Os recibos apresentados por Lula batem de frente com o depoimento de Glaucos da Costamarques, cuja defesa afirma que “o primeiro aluguel efetivamente recebido, ocorreu em novembro de 2015; tendo, após, recebido todos os alugueres até atualmente, excetuando-se, ao que se recorda, o aluguel referente a fevereiro de 2017, possivelmente em razão do falecimento da Sra.
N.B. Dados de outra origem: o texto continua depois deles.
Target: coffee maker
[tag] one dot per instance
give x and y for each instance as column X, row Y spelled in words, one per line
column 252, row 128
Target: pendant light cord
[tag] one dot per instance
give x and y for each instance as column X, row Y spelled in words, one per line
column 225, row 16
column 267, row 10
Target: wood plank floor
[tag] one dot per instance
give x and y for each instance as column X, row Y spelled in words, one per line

Marisa Letícia Lula da Silva”.

Costamarques alegou ter sido procurado por José Carlos Bumlai “no sentido de adquirir um imóvel em um edifício em São Bernardo do Campo - SP, em seu nome, uma vez que não contava com recursos necessários para fazê-lo pessoalmente”.

Defesa

Em nota, o advogado Cristiano Zanin Martins, defensor do ex-presidente , reagiu à nova ofensiva da força-tarefa da Lava Jato. 

“A realização de perícia nos recibos irá demonstrar que eles são idôneos e que foram assinados pelo proprietário do imóvel, dando quitação dos aluguéis à D. Marisa, que contratou a locação. O questionamento do MPF é uma tática ilusionista de quem não conseguiu provar que valores provenientes de contratos da Petrobras beneficiaram o ex-Presidente Lula”, diz a nota.
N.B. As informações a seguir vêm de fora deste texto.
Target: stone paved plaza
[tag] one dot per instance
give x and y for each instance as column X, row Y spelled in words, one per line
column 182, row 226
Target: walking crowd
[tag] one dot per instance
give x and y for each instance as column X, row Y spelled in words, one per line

Já o Ministério Público Federal requereu a Moro que mande a defesa de Lula entregar os recibos originais que comprovariam o pagamento do aluguel do apartamento em São Bernardo. 

Os procuradores pediram a Moro que “seja determinada a realização de perícias” com vistas ao esclarecimento.

Aumento de pena

Já a Procuradoria da República na 4ª Região pediu o aumento da pena de Lula no âmbito de recurso ao Tribunal Regional Federal da 4ª Região à sentença proferida por Sérgio Moro no caso tríplex do Guarujá (SP).

O magistrado responsável pela Lava-Jato em primeira instância sentenciou o ex-presidente a 9 anos e 6 meses de prisão, por um crime de corrupção e um crime de lavagem de dinheiro. 

Em recurso ao Tribunal, o Ministério Público Federal disse entender que Lula, na verdade, teria cometido três crimes de corrupção, um para cada contrato supostamente superfaturado da OAS junto à Petrobras alvo da denúncia. Segundo a Procuradoria, o petista teria ajudado a direcionar os termos à empreiteira.

Além desses crimes, o Ministério Público Federal ainda vê dois atos de corrupção pelas obras da Refinaria do Nordeste Abreu e Lima, em Pernambuco.